NVIDIA’s GTC 2026 keynote was, as usual, a two-hour showcase of infrastructure ambition. Most of the coverage has focused on chip specs and data centre architecture. For anyone working in AI video production, the relevant number is this: the Vera Rubin platform is designed to deliver inference at up to 10x lower cost per token than the previous generation, Blackwell.

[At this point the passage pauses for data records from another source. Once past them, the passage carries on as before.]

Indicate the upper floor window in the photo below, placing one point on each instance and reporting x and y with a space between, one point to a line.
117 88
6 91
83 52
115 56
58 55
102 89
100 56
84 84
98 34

That’s an infrastructure cost reduction that flows directly to every AI video tool built on NVIDIA hardware – which is nearly all of them. Runway, Luma, Pika, and the rest run on NVIDIA GPUs. When the cost of the underlying compute drops by an order of magnitude, the price of generating a minute of AI video drops with it. Not immediately, and not uniformly, but structurally.
The Vera Rubin NVL72 rack – a single liquid-cooled unit containing 72 Rubin GPUs and 36 custom Vera CPUs – produces 700 million tokens per second. The previous generation managed 22 million from an entire 1GW data centre. NVIDIA also announced DLSS 5, which it’s calling “neural rendering”: a hybrid approach that combines traditional 3D graphics data with generative AI to produce photorealistic output in real time on local RTX hardware. That’s relevant for creators working with tools like ComfyUI, where NVIDIA showed 2x acceleration for text-to-video and keyframe upscaling to 4K on current RTX cards.
For the AI video industry, the long-term trajectory is clear. The hardware that powers generation is getting dramatically cheaper and faster. Local generation on desktop hardware is becoming viable for professional work, not just experimentation. And the gap between “submit a prompt and wait” and “work in real time” is closing faster than most production workflows have accounted for.
None of this is available to consumers yet – Vera Rubin-derived consumer GPUs are expected in 2027. But the data centre hardware is shipping now, which means the tools running on it will start reflecting the performance gains well before the desktop cards.